Stirner disait que l'on peut definir l'homme, car il rentrait toujours en contradiction avec son essence, que vouloir combatre l'homme c'est combatre le non-homme mais que combatre le non-homme dans l'homme eszt vain (...)

> Pour en finir avec l'Homme
16 décembre 2003, par jocelyn   [retour au début des forums]

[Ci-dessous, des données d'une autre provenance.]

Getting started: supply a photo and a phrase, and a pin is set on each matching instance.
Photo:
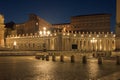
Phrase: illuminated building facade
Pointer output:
(2, 29)
(63, 41)
(118, 24)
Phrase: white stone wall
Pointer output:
(63, 41)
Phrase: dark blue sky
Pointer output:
(55, 11)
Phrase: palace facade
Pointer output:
(63, 41)
(83, 33)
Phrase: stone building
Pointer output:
(91, 34)
(33, 25)
(91, 23)
(63, 41)
(118, 24)
(2, 29)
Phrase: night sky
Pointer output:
(55, 11)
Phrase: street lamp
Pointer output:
(44, 33)
(14, 44)
(93, 41)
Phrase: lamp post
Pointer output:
(14, 45)
(44, 33)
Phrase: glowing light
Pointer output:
(44, 28)
(14, 43)
(74, 35)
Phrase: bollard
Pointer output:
(84, 60)
(53, 58)
(100, 60)
(62, 58)
(118, 60)
(42, 57)
(37, 57)
(47, 57)
(72, 59)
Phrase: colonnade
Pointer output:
(64, 41)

"L'homme ? Je suis homme, et rien ne m'est plus étranger que ce qui commence par revendiquer la qualité d'humain. Le ciel m'est plus facile ou mystérieux qu'autrui, les arbres aussi somptueux et aussi pathétiques que le portefaix bégayant de toute pensée (y compris de la fausse pensée : cela existe). D'ailleurs l'humain qu'on célèbre à cette heure n'est plus l'homme des moralistes (et des grands immoralistes), pas même l'humanité entrevue par la Révolution Française. La "qualité" d'humain n'est pas si rare qu'il faille d'emblée lui trouver quelque prix. Je n'éprouve ni joie ni responsabilité particulière à être homme comme un tortionnaire, ou comme les innombrables abrutis, généralement munis d'une dose d'insolence encore supérieure à la mienne, qui encombrent le paysage. L'homme est mon commencement, non ma fin : il est le moment décisif autant que transitif où l'esprit se sépare de la nature. Malgré les rodomontades d"une civilisation qui, à cet égard, remonte au plus au XIIe s., la situation aggravée de la culture aux temps modernes me paraît tenir à ce que l'esprit (comme les sens) continue de se trouver plus de plain-pied avec le soleil, l'animal, le caillou, qu'avec une "espèce humaine" désormais développée, étalée, aplatie, et lessivée, ou peu s'en faut. Qu'on ne compte pas sur moi pour aller rechercher mon prochain au fond de l'entonnoir. (...) Je me sens de cœur, plus d'une fois l'an, avec Piero di Cosimo, dont son biographe rapporte que, vieillissant, "il ne pouvait supporter d'entendre crier les enfants, tousser les hommes, chanter les moines, sonner les cloches et aboyer les chiens". Il est vrai, ajoute le naïf Vasari, qu'à d'autres moments il était "si étrangement content" de ce qu'il peignait, "qu'il en grinçait des dents".

Gérard Legrand, Préface au système de l'éternité (1971).